Mon Jul 22, 2013, 10:42 AM
Jul 2013

It is a viable option for you now. The two big reasons that people are "stuck" with whatever plan that their job offers is because of preexisting conditions and price. Now those conditions have been resolved, or so it seems. Many of the companies that package and sell group health plans are dedicated Obama-haters run by right-wing partisans. A lot of those companies will do anything to make Obamacare look bad, and a lot of employers are the same way -- these jerks will purposely become "victims" of Obamacare just to "prove" their idiotic points. Maybe none of this applies to your particular case -- just some alternative ideas.

 

JayhawkSD

(3,163 posts)
8. Oh, for heaven's sake. I have United Healthcare...
Mon Jul 22, 2013, 04:29 PM
Jul 2013

...furnished by Addecco, one of the largest corporations in the world. I also have Parkinson's Disease, heart problems, severe emphysema, and have had ten strokes.

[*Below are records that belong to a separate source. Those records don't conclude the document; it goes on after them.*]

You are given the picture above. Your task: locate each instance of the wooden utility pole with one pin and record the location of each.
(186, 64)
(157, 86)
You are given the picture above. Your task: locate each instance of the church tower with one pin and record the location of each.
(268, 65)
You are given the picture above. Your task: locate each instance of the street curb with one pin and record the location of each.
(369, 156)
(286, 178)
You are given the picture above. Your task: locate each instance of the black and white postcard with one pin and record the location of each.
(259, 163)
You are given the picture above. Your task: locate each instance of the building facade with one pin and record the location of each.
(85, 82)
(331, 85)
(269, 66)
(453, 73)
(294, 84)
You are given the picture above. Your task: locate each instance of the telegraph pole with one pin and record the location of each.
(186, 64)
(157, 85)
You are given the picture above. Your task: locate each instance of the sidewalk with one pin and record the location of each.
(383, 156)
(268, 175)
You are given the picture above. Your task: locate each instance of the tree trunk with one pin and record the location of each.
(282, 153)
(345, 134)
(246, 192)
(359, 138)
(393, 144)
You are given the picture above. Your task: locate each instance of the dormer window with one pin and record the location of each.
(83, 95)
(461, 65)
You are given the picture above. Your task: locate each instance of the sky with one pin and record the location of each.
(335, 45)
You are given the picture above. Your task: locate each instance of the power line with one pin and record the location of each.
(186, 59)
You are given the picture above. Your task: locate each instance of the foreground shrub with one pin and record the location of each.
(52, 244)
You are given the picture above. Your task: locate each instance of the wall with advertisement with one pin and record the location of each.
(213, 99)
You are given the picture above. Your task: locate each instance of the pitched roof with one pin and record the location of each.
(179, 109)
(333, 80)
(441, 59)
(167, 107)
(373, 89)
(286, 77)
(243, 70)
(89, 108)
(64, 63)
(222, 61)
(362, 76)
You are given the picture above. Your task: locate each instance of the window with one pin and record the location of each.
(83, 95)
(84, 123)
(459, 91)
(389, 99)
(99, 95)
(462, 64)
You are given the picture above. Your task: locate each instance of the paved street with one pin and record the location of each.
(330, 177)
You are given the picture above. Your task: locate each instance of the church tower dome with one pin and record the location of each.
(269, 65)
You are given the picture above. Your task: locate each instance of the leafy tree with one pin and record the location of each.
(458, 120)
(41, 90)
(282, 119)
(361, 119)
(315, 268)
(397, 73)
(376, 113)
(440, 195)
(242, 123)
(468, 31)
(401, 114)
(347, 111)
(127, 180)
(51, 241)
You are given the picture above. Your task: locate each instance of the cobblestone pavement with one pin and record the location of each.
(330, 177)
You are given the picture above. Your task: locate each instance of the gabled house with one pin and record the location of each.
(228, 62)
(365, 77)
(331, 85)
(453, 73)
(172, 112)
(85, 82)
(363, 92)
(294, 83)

You realloy suggest that I could get an individual policy cheaper than that group policy?

And please don't suggest that my conditions are inflating the cost of a group policy which has several million members.

Nor that those conditions would not affect the cost of an individual policy. They might not be cause for rejection, but if I could get an individual policy for the same premium as a completely healthy person then insurance companies will be out of business in less than a year. Either payouts to the likes of me will break them, or healthy people will buy zero policies.